Alabama, Georgia and Kansas are among the states that have passed new voter proof-of-citizenship laws in recent years, and are implementing the laws during the 2016 election cycle. The Justice Department had sided with the NAACP and the League of Women Voters in seeking a temporary restraining order on the Election Assistance Commission, but U.S. District Court of the District of Columbia Judge Richard Leon denied the request for the temporary restraining order Tuesday.
The temporary restraining order would have been in effect until March 9, when the district court is scheduled to hear arguments on the NAACP and League of Women Voters seeking a preliminary injunction.
Leon wrote in a four-page order that because “the registration deadlines for the Alabama and Georgia primaries and for the Kansas Republican Caucus had already passed at the time this TRO motion was filed … and that the effects of the [EAC’s] actions on the ongoing registration process for the Kansas Democratic Caucus … are uncertain at best, plaintiffs have not demonstrated they will suffer irreparable harm” before the scheduled March 9 hearing.
Leon was also “not yet convinced that plaintiffs have demonstrated a substantial likelihood of success on the merits and looks forward to the benefit of full, adversarial briefing on the complex and important issues this case presents.”

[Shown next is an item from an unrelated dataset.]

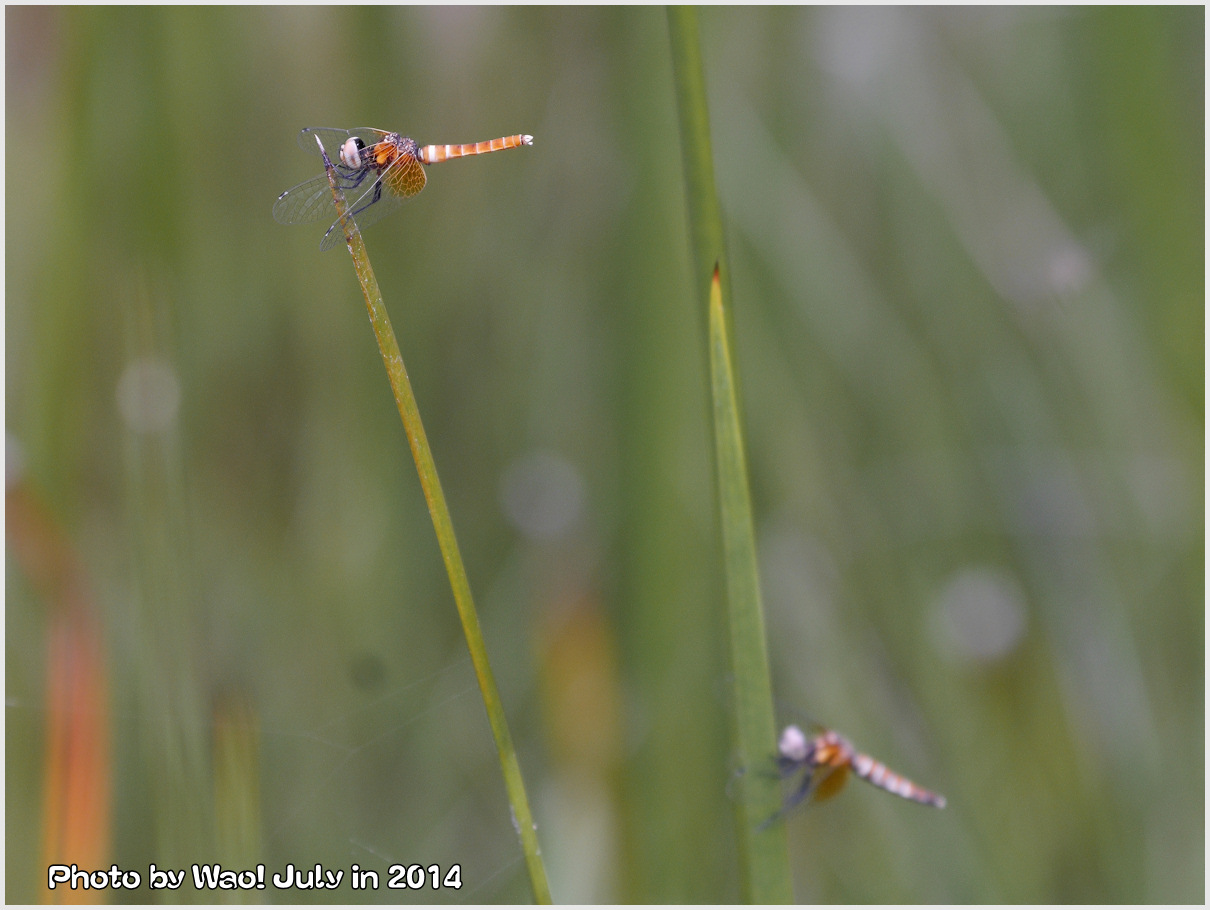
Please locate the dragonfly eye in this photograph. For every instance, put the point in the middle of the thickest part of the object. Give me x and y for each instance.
(351, 151)
(793, 744)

Hans von Spakovsky, a former DOJ lawyer and former commissioner at the Federal Election Commission, has been following the case closely for National Review.
“Everybody should know, the federal government says to employers ‘you can’t employ anybody’ unless they provide proof that they’re citizens,'” von Spakovsky explained on Mark Levin’s radio program Tuesday night.
“The states pass this great law, and they sent a request to the EAC, because that’s the agency that’s in charge of the federal one-page voter registration form. They said, ‘Look, please change the instructions so that any of the residents in our states that use that federal form to register to vote, they’re told they’re going to have to provide proof of citizenship,'” von Spakovsky explained.
“That happened three weeks ago and immediately the League of Women Voters, the NAACP and these other organizations all sued the EAC, saying, ‘You can’t do that. That’s a violation of the law.'”
“The Justice Department’s job is to defend federal agencies when they are sued like this. Instead, on Monday of this week a hearing had been scheduled in federal court in Washington before Judge Richard Leon because the plaintiffs were seeking a temporary restraining order and a preliminary injunction.”
According to von Spakovsky, on Monday morning the DOJ filed a pleading with the court saying they were willing to agree to anything the plaintiffs wanted, including consenting to a temporary constraining order and a preliminary injunction.
“And they had told the agency that not only would they not defend them, but they refused to allow the agency to hire its own lawyer,” said von Spakovsky, noting that Judge Leon was “clearly shocked” by DOJ’s behavior.
“Normally in a hearing like this each side gets equal time. Well, [the judge] gave the plaintiffs who tried to get the court order 20 minutes to argue the case and then he turned to the Justice Department and said, ‘Well, I’m only giving you five minutes, because I know you agree with everything the plaintiffs are saying,'” explained von Spakovsky.
Judge Leon then granted the motion of Secretary of State of Kansas Kris Kobach and the Public Interest Legal Foundation’s Christian Adams, to both intervene in the case and defend the federal agency.
“So we have state officials and a private group doing what the Justice Department should have been doing,” noted von Spakovsky.